Compile a Portable Optimized Binary with the Latest Instruction Set
Learn the different methods for compiling a binary with the latest instruction set while maintaining portability.
Content expert: Roman Khatko
Modern Intel® processors support instruction set extensions such as the different versions of Intel® Advanced Vector Extensions (Intel® AVX): AVX-512, AVX2, and AVX.
When compiling your application, you may consider three options based on the intended usage of your application:
- Generic binary: Compile an application for the generic x86 instruction set. As a result, the application will run on all x86 processors, but may not utilize a newer processor to its full potential.
- Native binary: Compile an application for the specific processor. As a result, the application will utilize all features of the target processor but will not run on older processors.

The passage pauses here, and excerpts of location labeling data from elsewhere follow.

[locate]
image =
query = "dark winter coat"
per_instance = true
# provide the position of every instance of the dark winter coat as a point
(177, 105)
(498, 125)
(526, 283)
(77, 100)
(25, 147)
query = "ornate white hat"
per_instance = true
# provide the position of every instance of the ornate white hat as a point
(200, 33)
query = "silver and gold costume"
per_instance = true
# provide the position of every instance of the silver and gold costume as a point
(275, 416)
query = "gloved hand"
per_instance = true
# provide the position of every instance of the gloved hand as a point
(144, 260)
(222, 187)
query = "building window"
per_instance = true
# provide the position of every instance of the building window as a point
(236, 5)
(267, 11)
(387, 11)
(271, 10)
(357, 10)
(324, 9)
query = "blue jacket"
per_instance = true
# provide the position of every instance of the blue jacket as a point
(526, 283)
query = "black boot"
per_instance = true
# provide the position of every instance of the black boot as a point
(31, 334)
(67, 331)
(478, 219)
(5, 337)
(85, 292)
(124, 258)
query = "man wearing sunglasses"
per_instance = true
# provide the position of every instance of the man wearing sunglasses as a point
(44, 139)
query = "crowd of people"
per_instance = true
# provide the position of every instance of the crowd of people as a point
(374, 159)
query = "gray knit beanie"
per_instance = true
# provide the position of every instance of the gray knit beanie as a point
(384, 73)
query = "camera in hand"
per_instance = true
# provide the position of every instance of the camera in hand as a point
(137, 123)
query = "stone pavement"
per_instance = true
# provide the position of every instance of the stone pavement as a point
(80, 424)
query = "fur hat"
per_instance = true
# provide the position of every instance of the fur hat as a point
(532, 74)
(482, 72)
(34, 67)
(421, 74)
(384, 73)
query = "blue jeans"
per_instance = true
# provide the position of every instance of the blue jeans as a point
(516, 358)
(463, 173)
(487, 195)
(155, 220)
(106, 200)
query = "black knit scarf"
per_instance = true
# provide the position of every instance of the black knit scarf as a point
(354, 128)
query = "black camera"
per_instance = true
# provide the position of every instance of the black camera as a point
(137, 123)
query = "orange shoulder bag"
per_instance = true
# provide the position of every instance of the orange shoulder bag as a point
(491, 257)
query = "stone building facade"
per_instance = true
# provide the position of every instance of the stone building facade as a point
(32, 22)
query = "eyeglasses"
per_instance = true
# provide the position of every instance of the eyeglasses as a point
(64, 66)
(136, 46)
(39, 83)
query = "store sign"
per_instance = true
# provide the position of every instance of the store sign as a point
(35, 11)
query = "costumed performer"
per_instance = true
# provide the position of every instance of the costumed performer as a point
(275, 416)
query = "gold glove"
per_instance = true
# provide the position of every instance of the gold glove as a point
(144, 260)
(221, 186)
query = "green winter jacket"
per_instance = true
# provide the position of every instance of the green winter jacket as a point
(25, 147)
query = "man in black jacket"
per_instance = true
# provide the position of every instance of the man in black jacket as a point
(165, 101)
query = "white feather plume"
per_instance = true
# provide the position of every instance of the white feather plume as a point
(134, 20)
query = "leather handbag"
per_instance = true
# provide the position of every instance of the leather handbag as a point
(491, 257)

- Portable binary: Compile a portable optimized binary with multiple versions of functions, each targeted for different processors using compiler options and function attributes. The resulting binary will have the performance characteristics of an application compiled for a specific processor (native binary) and will run on older processors.
This recipe demonstrates how you can compile a portable binary with the performance characteristics of a native binary, while still maintaining portability of a generic binary. Over the course of this recipe, you compile both the generic and native binaries first to determine if the resulting performance improvement is large enough to justify the increase in binary size.
This recipe covers the Intel® C++ Compiler Classic and the GNU* Compiler Collection (GCC).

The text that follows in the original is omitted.